Names
- Full name: Mallee Park Football Club
- Nickname(s): Peckers
- Former nickname(s): Woodpeckers

2021 season
- After finals: DNQ
- Home-and-away season: 5th

Club details
- Founded: 1981; 44 years ago
- Competition: Port Lincoln Football League
- President: Graham Johncock
- Premierships: PLFL (16) 1985 1987 1988 1989 1990 1993 1994 1995 1996 1999 2001 2009 2010 2011 2015 2016
- Ground(s): Mallee Park, Port Lincoln

= Mallee Park Football Club =

Australian football club

The Mallee Park Football Club is an all indigenous Australian rules football club that plays football in the Port Lincoln Football League in Port Lincoln, South Australia. The clubs most famous for having 13 players with links to the club making it to the big stage in the AFL; with the notable likes including Shaun Burgoyne, Eddie Betts and Byron Pickett.

== Club achievements ==

Club achievements
| Competition | Level | Num. | Year won |
| Port Lincoln Football League | Premiers | 16 | 1985, 1987, 1988, 1989, 1990, 1993, 1994, 1995, 1996, 1999, 2001, 2009, 2010, 2011, 2015, 2016 |
| Runners Up | 14 | 1982, 1983, 1984, 1986, 1991, 1992, 1997, 2000, 2005, 2007, 2008, 2012, 2014, 2019 |

== 1985 (first premiership) ==
Being founded only in 1981, the Peckers still managed to make the grand final for 3 consecutive years in 1982, 83 and 84 but just falling short.

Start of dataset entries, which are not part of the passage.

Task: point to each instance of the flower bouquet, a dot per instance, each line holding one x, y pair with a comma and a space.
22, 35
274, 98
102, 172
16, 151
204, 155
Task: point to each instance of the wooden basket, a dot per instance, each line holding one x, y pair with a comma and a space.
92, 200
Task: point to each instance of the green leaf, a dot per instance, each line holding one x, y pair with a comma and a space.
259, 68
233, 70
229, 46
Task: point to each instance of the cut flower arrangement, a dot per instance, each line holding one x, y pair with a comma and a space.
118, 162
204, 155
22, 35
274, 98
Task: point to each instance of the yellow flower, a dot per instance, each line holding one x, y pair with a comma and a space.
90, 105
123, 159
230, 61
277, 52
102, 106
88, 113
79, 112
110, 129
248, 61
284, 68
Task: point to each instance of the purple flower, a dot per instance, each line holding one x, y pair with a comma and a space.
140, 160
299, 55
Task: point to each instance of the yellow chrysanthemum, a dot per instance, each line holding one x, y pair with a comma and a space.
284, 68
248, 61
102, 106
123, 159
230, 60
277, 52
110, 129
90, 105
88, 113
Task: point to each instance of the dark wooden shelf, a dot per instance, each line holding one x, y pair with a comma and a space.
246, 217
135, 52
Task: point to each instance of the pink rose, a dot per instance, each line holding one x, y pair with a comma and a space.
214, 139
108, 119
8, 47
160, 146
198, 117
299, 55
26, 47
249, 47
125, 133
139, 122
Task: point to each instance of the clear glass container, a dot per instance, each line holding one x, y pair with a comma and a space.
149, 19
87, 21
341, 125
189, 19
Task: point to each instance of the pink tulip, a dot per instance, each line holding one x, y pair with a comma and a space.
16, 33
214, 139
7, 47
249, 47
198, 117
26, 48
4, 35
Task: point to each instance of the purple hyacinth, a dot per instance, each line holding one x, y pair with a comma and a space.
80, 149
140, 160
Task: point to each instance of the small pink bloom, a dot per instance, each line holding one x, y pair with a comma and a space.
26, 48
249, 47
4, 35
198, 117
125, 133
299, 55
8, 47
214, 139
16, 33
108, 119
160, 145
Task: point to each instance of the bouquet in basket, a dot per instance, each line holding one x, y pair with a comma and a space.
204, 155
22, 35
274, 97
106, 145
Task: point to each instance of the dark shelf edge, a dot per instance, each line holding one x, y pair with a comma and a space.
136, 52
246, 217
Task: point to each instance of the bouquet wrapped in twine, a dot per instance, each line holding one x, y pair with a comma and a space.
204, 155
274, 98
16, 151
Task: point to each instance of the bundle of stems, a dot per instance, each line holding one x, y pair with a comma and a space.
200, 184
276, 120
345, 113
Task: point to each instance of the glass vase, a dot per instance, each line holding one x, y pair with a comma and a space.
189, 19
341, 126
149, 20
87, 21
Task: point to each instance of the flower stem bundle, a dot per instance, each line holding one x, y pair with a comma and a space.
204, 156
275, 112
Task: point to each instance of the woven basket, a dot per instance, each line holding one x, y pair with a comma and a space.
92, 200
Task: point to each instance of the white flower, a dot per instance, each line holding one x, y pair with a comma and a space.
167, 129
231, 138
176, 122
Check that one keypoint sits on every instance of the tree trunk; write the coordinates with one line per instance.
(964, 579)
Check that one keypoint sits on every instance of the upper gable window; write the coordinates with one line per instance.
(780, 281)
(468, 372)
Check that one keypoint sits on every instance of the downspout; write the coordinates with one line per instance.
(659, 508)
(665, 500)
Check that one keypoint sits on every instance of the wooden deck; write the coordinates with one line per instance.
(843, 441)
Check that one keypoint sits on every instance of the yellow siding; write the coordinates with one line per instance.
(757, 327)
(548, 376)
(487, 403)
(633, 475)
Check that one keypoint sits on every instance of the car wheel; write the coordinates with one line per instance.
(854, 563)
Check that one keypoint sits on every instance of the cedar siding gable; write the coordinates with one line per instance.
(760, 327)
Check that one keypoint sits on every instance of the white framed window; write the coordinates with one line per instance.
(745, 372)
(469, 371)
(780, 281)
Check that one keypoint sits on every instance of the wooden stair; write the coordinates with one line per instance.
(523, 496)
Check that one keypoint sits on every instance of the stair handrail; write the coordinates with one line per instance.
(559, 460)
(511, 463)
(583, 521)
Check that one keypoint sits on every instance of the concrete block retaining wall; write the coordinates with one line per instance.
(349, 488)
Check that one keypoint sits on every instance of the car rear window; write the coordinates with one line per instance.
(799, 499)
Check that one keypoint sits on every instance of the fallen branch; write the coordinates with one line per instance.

However, this did not stop Mallee Park from powering through the 1985 season to beat Waybacks by 24 points in a high scoring affair which reversed the results of the previous grand final in 1984 where Waybacks defeated Mallee Park. The premiership side included some big names: featuring people like Harry Miller Snr (father of Harry Miller Jnr) as coach who also played in the forward-line, Eddie Betts II (Father of Eddie Betts III) and Byron Picket Snr (Father of Byron Picket Jnr). This premiership is what would kick off the start of the Mallee Park dynasty where from 1985 to 2001 they would make 16 grand finals, winning 11 of them.